Sergeant Kevin Smith is the new detachment commander for the Masset RCMP. (Andrew Hudson/Haida Gwaii Observer)

Warm welcome for new Masset RCMP sergeant

Sergeant Kevin Smith credits ongoing efforts to build ties beyond day-to-day policing

Just a week after he and his family moved to Masset, people were waving and saying hello to Sergeant Kevin Smith.

And they wasted no time putting him through his paces on the basketball court.

“It’s been amazing,” said Sgt. Smith, who took over in March as the new commander of the Masset RCMP detachment.

Smith credits earlier work by local RCMP to be well involved in Masset and Old Massett, beyond day-to-day policing.

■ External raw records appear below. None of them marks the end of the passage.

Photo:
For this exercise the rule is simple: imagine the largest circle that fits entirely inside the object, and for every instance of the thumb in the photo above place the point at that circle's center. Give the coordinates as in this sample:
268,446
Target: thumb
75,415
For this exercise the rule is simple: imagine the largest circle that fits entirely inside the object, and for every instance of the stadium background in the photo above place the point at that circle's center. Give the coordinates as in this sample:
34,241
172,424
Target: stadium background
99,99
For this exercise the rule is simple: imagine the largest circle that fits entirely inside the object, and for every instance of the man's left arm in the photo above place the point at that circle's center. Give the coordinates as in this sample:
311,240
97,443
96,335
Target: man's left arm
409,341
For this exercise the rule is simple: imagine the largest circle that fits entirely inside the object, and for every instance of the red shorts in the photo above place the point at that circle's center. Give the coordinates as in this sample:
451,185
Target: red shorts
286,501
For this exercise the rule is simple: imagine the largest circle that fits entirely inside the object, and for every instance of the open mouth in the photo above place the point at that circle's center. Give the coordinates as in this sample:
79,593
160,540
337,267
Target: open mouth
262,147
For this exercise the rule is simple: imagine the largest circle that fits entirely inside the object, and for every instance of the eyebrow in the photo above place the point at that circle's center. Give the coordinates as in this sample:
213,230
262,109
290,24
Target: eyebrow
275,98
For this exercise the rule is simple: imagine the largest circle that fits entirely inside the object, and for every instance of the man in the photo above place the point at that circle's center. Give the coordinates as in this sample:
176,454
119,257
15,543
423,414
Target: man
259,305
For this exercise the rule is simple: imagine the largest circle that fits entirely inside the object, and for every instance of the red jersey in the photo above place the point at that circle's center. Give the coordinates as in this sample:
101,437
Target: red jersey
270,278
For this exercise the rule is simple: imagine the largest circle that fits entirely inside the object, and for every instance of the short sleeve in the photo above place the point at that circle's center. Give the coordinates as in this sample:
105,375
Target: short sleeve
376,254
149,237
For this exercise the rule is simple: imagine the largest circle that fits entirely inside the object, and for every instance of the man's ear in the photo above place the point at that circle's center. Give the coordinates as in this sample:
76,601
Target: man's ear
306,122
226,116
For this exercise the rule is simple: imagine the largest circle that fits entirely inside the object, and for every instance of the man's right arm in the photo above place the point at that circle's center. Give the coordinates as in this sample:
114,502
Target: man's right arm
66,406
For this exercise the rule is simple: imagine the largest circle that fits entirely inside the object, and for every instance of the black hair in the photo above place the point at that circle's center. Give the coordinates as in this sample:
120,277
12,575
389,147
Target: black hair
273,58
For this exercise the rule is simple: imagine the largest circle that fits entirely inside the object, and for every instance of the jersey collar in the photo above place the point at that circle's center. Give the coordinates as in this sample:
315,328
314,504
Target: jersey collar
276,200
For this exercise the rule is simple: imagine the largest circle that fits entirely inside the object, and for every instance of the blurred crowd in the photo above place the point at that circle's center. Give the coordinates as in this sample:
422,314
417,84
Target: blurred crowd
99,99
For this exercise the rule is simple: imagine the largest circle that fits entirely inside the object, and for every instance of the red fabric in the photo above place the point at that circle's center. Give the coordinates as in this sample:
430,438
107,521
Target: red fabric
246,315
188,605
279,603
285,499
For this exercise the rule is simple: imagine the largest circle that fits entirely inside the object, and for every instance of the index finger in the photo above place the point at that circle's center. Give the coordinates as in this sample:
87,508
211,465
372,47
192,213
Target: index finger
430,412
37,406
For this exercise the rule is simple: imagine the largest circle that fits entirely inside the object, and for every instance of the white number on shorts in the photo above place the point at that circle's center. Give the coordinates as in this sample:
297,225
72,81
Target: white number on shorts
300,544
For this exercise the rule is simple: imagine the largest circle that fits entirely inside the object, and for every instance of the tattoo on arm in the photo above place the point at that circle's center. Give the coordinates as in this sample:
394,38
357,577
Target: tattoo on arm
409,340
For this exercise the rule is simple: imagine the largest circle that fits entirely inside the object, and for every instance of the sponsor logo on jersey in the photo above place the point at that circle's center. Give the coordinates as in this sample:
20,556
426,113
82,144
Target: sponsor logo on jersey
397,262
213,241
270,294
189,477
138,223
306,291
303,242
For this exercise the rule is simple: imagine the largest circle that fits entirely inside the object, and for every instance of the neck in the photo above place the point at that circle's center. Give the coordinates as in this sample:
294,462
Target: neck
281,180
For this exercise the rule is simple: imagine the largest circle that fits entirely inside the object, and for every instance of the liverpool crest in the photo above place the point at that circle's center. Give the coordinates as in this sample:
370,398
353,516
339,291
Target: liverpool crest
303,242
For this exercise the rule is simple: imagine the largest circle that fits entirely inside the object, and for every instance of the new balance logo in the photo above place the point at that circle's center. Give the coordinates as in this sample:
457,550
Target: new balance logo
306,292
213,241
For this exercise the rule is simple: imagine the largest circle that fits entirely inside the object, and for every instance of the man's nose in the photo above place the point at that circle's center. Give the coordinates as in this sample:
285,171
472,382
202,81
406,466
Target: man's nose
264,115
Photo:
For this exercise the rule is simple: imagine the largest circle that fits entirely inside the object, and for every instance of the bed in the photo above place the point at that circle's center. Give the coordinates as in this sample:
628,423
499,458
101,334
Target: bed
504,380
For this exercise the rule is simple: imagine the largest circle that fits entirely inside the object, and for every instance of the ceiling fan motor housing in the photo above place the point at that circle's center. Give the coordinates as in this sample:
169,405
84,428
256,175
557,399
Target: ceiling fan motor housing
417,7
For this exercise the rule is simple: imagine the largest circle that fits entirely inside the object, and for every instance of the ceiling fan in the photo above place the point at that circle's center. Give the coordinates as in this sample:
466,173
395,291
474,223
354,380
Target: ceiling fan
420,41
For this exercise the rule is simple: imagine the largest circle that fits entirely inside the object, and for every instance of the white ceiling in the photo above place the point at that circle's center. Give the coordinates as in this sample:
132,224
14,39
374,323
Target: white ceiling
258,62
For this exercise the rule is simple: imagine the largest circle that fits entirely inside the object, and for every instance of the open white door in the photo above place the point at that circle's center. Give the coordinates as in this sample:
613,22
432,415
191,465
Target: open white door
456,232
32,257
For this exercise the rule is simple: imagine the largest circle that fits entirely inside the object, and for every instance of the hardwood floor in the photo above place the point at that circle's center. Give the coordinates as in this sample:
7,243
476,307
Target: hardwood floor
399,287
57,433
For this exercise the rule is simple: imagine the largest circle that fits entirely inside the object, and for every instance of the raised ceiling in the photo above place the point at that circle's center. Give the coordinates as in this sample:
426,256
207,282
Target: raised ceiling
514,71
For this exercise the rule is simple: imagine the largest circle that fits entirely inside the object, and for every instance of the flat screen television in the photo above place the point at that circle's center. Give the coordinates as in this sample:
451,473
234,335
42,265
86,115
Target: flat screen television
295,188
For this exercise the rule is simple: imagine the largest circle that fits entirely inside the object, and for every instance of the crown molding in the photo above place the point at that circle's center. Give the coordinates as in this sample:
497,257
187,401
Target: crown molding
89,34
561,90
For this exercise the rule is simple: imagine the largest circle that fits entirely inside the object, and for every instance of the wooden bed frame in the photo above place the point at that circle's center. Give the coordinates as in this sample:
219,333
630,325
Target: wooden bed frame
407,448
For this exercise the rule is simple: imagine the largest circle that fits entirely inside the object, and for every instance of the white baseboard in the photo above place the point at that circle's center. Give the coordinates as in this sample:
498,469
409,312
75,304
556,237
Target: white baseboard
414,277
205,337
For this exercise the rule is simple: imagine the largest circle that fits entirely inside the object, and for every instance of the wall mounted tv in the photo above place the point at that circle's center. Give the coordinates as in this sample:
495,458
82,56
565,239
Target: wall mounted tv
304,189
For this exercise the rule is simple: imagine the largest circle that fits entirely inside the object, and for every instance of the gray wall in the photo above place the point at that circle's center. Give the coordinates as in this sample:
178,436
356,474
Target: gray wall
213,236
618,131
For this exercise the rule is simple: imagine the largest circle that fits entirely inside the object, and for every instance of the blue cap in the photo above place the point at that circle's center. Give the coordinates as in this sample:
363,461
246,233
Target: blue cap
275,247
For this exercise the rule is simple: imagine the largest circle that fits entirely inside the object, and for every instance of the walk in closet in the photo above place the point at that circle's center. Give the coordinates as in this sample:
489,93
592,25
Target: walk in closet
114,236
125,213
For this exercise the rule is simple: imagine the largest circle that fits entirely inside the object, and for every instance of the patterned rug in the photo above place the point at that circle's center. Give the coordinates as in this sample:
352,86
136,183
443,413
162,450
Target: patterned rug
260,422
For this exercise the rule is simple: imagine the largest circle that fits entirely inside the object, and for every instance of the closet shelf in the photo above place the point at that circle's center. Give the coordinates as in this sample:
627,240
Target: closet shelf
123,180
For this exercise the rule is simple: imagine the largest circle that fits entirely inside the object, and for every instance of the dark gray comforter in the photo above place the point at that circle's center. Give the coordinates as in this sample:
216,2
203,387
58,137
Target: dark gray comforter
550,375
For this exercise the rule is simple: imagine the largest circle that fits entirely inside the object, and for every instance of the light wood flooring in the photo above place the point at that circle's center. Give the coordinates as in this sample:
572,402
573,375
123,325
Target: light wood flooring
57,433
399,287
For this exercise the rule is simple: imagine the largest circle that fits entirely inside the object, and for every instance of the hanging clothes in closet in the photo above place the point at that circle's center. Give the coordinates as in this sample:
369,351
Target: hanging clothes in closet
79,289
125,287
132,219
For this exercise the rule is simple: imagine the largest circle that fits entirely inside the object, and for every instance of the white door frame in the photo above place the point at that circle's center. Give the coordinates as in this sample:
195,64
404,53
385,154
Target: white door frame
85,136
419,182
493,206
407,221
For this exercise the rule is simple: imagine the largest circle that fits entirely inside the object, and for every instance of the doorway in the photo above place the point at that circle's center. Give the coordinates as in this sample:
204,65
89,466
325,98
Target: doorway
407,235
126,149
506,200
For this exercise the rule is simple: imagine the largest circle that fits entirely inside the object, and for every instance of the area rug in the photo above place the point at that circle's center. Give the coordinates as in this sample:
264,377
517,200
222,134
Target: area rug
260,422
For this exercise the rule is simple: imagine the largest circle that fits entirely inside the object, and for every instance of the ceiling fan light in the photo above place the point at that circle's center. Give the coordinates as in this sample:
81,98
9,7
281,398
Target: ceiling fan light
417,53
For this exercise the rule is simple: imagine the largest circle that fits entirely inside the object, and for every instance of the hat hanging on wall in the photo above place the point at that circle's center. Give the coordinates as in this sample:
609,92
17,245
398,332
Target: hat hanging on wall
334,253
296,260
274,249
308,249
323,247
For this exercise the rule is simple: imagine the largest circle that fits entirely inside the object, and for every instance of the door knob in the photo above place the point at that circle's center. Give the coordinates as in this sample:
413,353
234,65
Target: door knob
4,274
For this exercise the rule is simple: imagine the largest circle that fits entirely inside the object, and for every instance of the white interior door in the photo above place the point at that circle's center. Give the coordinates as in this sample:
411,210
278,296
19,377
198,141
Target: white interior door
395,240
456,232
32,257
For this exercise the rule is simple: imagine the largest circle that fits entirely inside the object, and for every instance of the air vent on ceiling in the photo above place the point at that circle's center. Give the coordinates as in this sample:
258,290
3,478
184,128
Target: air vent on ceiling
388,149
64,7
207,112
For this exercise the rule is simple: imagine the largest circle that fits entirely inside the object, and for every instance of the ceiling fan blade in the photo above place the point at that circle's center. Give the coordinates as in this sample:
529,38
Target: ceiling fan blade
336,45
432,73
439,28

Both sides of that relationship were on display May 5, when the RCMP boated to Collison Point / St’alaa Kun to enforce a court injunction against a logging blockade organized there by the Haida Gwaii Land Protectors.

Smith and others were met with cake — it happened to be the birthday of Lisa White / Yaahl Aadaa, one of the blockade organizers — and in turn the police gave Haida elders a sail past Old Massett on the RCMP catamaran that came in from Prince Rupert.

Growing up in Port Alberni and Tofino, Smith said Haida Gwaii feels a lot like home.

“That’s been my passion — to be in Aboriginal communities and smaller places,” he said.

Smith has served 14 years in the RCMP, going from Port Hardy to 100 Mile House, Burns Lake, Fort St. James, and now north-end Haida Gwaii.

Besides overseeing a major renovation of the Masset RCMP building — a two-storey addition and interior redesign that will add more space for staff and privacy for the public — in his first few months Smith was also busy playing basketball in Old Massett’s spring league.

“They were good — I was surprised at the quality of play here,” said Smith, adding that it’s good to be back in a basketball community after working in several soccer towns.

Smith is also glad to be back by the ocean.

So far this spring, Masset RCMP have had no calls about stranded boats or East Beach hikers, but Smith is well prepared when they do — he is team-leader certified to do land search-and-rescue, and has years of experience in marine SAR, too.

“If anything like that happens, we’ll be ready for it,” he said.

And when he’s off-duty, Sgt. Smith will be on North Beach and maybe even the west coast, looking for surf.

As a kid, Smith remembers renting his first surfboard from what was then the only board shop in Tofino. He got the bug, moved there after finishing high school in Port Alberni, and later travelled to surf spots all around the world.

In 1992, when he started, there only a dozen regular surfers in Tofino — including brothers Raph and Sepp Bruhwiler, the first Canadians to go pro.

“It’s pretty funny,” he said. “It would only be Raph and Sepp out, and they’d say, ‘Oh, there’s a surfer! How’s it going?’”

“Now you go to Tofino and there’s like 250 people in the water.”

Being in Haida Gwaii is a bit like travelling back in time, said Smith.

“Coming here you almost get nervous because there’s nobody else around,” he said.

“It totally reminds me of what Tofino was 20 years ago.”